Data Middle Office refers to the data technology that collects, calculates, stores, and processes massive data while unifying the standard and caliber.
After unifying the data, the data middle office will form standard data, which will then be stored to form a big data asset layer, and then provide efficient services for customers. These services have a strong correlation with the business of the enterprise, is unique to the enterprise and can be reused, it is the precipitation of the enterprise's business and data, which not only reduces the duplication of construction, reduces the cost of chimney collaboration, but also is the competitive advantage of differentiation.
The goal of the middle office is to improve performance, data-enabled operations, and better support business development and innovation, and it is responsible for collaboration across multiple domains, BUs, and systems. The middle office is a natural evolution of platformization, which brings about a "decentralized" organizational model, highlighting the ability to reuse capabilities, coordination and control, as well as the ability to build differentiated business innovation.
Expanded Information
1, return to the essence of the service - data reuse
Zhejiang Mobile has 2000 basic models as the basis for all data service development, these basic models to achieve the "book with the same text, the same track".
Zhejiang Mobile has made 2000 base models as the basis of all data service development, which can make "books and vehicles have the same text and the same track", and no matter how complicated the data model of the application is, it can always be traced back to the 2000 base tables, which lays the foundation of data verification and cognition, and avoids the cost waste of "duplicate data extraction and maintenance to the greatest extent."
2, the data center needs constant business nourishment
In the enterprise, whether it is thematic, reporting or fetching, the current basic chimney data production mode or project-based construction method, which inevitably leads to the data knowledge is not precipitated and sustained development, resulting in the model can not really become a reusable component, can not support data analysis of the rapid response and innovation. In fact, the last thing the business needs is the stability of the model, a data model if the pursuit of stability and unchanged, to a certain extent, is the same, such an approach will inevitably lead to the emergence of other new similar data model.

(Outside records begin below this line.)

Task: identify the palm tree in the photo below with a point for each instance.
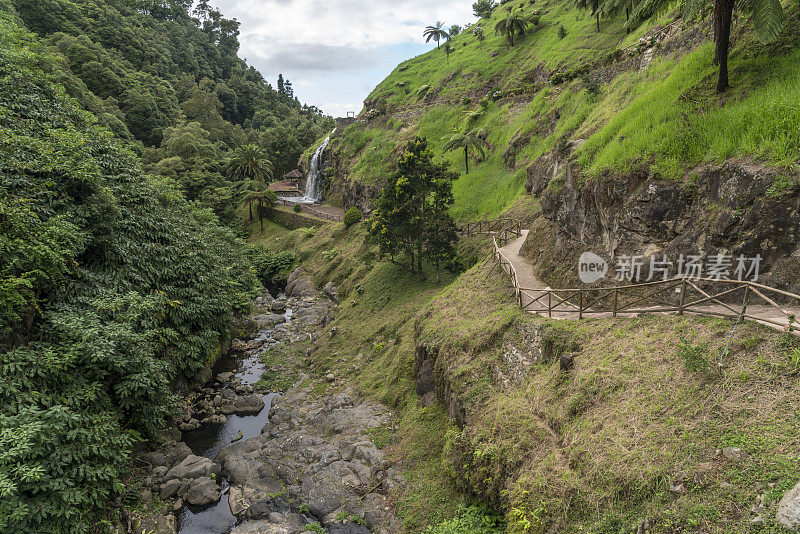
(437, 33)
(250, 190)
(515, 23)
(469, 142)
(249, 162)
(448, 50)
(477, 31)
(766, 15)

Data models do not need to be "stable", but need to be constantly nourished, only in the nourishment from the initial single field to gradually grow into the most valuable model of the enterprise assets.
3, data center is to cultivate the soil of business innovation
Enterprise data innovation must stand on the shoulders of giants, that is, from the data center to start, can not always start from the foundation, the data center is the guarantee of the efficiency of data innovation. Studied machine learning know that there is no good regulation of data, data preparation process is extremely long, which is also a core value of the data warehouse model, such as operators to obtain three months of ARPU data, if there is no fusion model support, you have to own from the bill layer by layer aggregation and correlation, the speed can be imagined.
4, data center is the cradle of talent growth
Originally, new employees to get growth, one is to rely on people to bring, two is to find people to ask, three is to log on to various systems to see the source code, so the learning is more fragmented, in fact, it is difficult to understand the whole picture, can not know what is the most important thing for the enterprise, access to the documentation is also often also out of date.
Now with the data center, a lot of growth problems can be solved, with the basic model, newcomers can systematically learn what the enterprise has the basic data capabilities, the increase in O-domain data is more so that it has a broader vision, with the fusion model, the newcomers can know what the subject domains, from the subject domains into a global understanding of the company's business concepts, with a tag library, the newcomers can get the previous With the data management platform, newcomers can clearly trace the ins and outs of data, labels, and applications. All the knowledge is online and up-to-date, which means a high starting point for newcomers.